Pengikatan itu dikaitkan dengan konsep Mekkah
sebagai "Ummul Qura" (ibu negeri-negeri). Haji seakan menunjukkan
adanya persentuhan dengan ibu yang sebenarnya, sehingga boleh menyebut dirinya
memiliki hubungan imajiner dengan ibu negeri, yaitu Mekkah. Cara mengikatkan
diri dengan konsep ibu negeri ini tak lain dengan menyebut diri sebagai towan.
Dengan istilah towan, para haji Madura
mengikatkan diri pada dua tanah sekaligus yaitu tanah kelahirannya, Madura, dan
tanah kiblat agamanya, Mekkah. Hal ini mirip para towan yang bercampur dalam
dirinya antara darah Arab dan Madura sekaligus.
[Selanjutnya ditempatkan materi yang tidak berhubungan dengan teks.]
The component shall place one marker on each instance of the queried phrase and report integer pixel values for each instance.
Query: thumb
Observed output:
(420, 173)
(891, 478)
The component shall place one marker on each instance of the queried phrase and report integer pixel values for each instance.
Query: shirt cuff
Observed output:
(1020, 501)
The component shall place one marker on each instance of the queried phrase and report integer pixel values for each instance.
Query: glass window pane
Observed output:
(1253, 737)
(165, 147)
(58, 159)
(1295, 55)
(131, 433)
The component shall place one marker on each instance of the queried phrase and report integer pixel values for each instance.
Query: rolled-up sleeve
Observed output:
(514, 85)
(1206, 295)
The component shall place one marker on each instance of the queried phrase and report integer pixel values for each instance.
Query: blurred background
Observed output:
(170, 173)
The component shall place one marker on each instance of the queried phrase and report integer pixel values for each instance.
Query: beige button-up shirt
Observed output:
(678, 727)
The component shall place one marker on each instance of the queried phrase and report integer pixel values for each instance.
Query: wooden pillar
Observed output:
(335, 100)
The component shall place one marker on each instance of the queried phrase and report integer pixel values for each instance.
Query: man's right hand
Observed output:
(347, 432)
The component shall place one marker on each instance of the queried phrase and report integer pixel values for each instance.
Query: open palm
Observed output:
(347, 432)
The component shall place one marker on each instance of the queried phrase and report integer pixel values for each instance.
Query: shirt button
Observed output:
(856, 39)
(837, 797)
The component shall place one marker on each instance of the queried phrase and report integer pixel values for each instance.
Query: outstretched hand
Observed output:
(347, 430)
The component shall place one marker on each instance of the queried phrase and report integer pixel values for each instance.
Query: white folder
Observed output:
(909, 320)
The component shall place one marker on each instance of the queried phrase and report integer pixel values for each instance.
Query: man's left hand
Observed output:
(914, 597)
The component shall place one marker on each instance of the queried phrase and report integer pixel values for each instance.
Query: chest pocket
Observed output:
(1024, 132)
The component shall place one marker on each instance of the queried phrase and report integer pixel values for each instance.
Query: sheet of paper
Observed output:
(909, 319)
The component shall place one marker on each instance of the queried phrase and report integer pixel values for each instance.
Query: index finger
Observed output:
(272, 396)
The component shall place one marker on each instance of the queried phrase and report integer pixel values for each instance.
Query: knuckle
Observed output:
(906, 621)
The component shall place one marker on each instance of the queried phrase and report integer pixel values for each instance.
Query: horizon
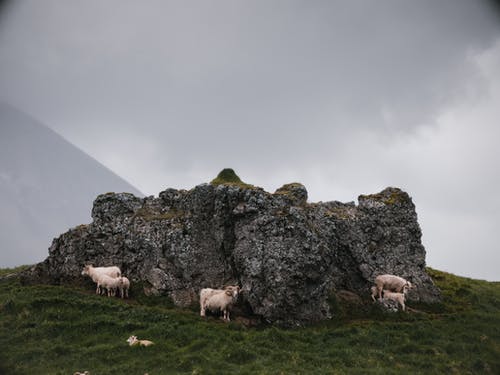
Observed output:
(345, 98)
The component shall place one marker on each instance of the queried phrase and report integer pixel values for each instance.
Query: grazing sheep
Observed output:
(110, 283)
(398, 297)
(392, 283)
(206, 293)
(222, 301)
(94, 273)
(124, 286)
(133, 340)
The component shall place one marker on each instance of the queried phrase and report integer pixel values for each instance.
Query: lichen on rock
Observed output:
(287, 255)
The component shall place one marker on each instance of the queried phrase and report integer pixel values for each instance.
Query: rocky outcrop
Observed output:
(287, 254)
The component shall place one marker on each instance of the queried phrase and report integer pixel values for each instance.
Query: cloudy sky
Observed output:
(347, 97)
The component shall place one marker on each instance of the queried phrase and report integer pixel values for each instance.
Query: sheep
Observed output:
(222, 301)
(124, 286)
(94, 273)
(110, 283)
(208, 292)
(133, 340)
(395, 296)
(392, 283)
Dalam satu dua kasus, memang ada kemiripan
antara Madura dan Arab. Contohnya dalam perayaan Idul Adha. Di daerah-daerah
lain di Indonesia, Idul Adha tak dirayakan semeriah di Madura. Orang Madura
biasa menyebut Idul Adha dengan Tellasan Rajha (hari raya besar).
Penyebutan ini mirip dengan istilah Ied Al
Kabir di Timur Tengah. Perayaan Idul Adha di Arab memang lebih meriah daripada
perayaan Idul Fitri, karena berdekatan dengan penyelenggaraan ibadah haji
sebagai prosesi akbar setiap Muslim. Di Madura pun begitu. Idul Adha dirayakan
lebih meriah daripada Idul Fitri (Tellasan Agung).
Ketika "toron ajji", maka para
towan disambut bak orang penting. Prosesi ini disebut "ngamba
ajjiyan" (menunggu haji). Prosesi ini adalah kelanjutan dari "ngater
ajjiyan" (mengantar haji) yang dilakukan sebelumnya.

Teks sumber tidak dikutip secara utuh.